Ora lo chiamiamo Turing Test, ed è generalmente riprodotto su un computer attraverso una conversazione con un chatbot. L'estate scorsa, un programma che emula la personalità di un ragazzo ucraino di 13 anni, "Eugene Goostman", ha convinto il 33 percento dei giudici che fosse umano, riferisce Dan Falk per Smithsonian .
Turing predisse ottimisticamente che entro il 2000 un programma per computer avrebbe ingannato i giudici il 30 percento delle volte. Ma ancora, la maggior parte dei chatbot fa fatica a "sembrare" veramente umani. L'impresa di quest'anno è stata accolta con critiche, perché Eugene può nascondere la sua natura dietro gli errori che un adolescente che non parla un inglese perfetto potrebbe fare. Falk scrive:
In una delle mie conversazioni del 2012, ho digitato una semplice battuta - e l'entità con cui stavo conversando ha cambiato immediatamente argomento in hamburger. (Lo scienziato informatico Scott Aaronson ha avuto di recente un'esperienza simile quando ha chattato con Eugene tramite il sito web del bot. Aaronson ha chiesto a Eugene quante zampe ha un cammello; ha risposto: "Qualcosa tra 2 e 4. Forse, tre? :-)))" Più tardi, quando Aaronson chiese quante zampe avesse una formica, Eugene tossì la stessa identica risposta, tripla emoticon e tutto il resto.)
Se le persone possono essere ingannate da un computer che sputa sciocchezze - non esattamente un segno di intelligenza - allora probabilmente dovremmo trovare un modo migliore per testare l'AI Inserisci il test Lovelace, chiamato per Ada Lovelace, il primo programmatore di computer.
Lovelace scrisse nel 1843 che i computer non possono essere considerati intelligenti fino a quando non riescono a creare qualcosa di originale, qualcosa che non erano programmati per fare, riferisce Jordan Pearson per Motherboard. Il test Lovelace è stato proposto per la prima volta nel 2001, ma Mark Riedl, un ricercatore di intelligenza artificiale, spiega che neanche questo test, come originariamente concepito, è perfetto. "Non sono sicuro che il test funzioni davvero perché è molto improbabile che il programmatore non sia riuscito a capire come la loro IA abbia creato qualcosa", ha detto a New Scientist .

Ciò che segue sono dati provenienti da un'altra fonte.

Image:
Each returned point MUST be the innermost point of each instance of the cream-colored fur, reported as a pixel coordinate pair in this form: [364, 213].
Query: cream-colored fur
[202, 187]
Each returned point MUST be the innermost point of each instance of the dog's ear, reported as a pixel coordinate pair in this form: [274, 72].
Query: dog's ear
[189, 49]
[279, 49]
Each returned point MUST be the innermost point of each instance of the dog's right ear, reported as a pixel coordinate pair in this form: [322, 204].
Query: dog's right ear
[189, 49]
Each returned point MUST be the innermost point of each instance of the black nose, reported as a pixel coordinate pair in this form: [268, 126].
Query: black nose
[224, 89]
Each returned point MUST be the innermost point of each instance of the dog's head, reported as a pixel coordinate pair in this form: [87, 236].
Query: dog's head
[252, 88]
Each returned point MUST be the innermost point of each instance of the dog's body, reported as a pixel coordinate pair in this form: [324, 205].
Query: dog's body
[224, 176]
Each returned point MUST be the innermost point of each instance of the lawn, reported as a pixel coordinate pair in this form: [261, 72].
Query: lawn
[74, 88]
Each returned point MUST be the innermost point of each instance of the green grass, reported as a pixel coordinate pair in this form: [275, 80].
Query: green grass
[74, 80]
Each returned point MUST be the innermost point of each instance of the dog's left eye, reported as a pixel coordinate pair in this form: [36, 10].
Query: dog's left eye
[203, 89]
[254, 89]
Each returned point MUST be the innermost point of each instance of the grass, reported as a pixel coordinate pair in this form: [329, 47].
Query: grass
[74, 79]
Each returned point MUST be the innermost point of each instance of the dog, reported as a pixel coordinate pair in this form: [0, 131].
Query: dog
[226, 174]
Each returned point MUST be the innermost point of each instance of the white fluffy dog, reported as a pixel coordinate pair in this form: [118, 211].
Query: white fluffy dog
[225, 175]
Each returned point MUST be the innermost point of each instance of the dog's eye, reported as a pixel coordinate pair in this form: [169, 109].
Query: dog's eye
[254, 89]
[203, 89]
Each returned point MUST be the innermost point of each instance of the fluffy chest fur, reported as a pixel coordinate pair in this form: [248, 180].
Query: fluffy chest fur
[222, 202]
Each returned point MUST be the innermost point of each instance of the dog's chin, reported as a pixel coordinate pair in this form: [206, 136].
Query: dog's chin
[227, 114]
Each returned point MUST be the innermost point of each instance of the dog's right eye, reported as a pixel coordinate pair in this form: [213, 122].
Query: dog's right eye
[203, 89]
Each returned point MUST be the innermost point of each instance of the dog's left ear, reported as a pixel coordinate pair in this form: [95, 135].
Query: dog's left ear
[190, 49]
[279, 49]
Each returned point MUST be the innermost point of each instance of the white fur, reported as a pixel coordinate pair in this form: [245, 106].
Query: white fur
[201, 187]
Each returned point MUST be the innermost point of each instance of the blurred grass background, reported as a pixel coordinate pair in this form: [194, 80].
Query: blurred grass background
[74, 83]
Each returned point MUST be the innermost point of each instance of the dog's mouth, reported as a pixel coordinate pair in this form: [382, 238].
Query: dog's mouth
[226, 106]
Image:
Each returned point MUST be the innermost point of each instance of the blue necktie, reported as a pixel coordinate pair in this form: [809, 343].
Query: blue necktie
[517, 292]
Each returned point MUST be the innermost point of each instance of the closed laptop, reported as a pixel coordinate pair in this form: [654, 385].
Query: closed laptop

Il suo aggiornamento, il test Lovelace 2.0, avrebbe semplicemente chiesto al computer di creare qualcosa di originale e creativo: una storia, una poesia o un'immagine. Lui scrive:
Se il giudice è soddisfatto del risultato, fanno un'altra richiesta, più difficile. Questo continua fino a quando non si ritiene che l'IA abbia fallito un compito, o il giudice è soddisfatto di aver dimostrato un'intelligenza sufficiente. I round multipli significano che ottieni un punteggio invece di un passaggio o un fallimento. E possiamo registrare le varie richieste di un giudice in modo che possano essere testate su molti diversi IA
Il test serve più come strumento di confronto tra i sistemi di intelligenza artificiale, afferma il New Scientist . Ma almeno sembra che non possa essere ostacolato da trucchi come può fare il Test di Turing. Vale anche la pena notare: l'estetica della creazione non ha importanza. Dopotutto, non tutti gli esseri umani viventi e respiranti possono dipingere capolavori. Ma la maggior parte può giocare a Pictionary, sottolinea Riedl.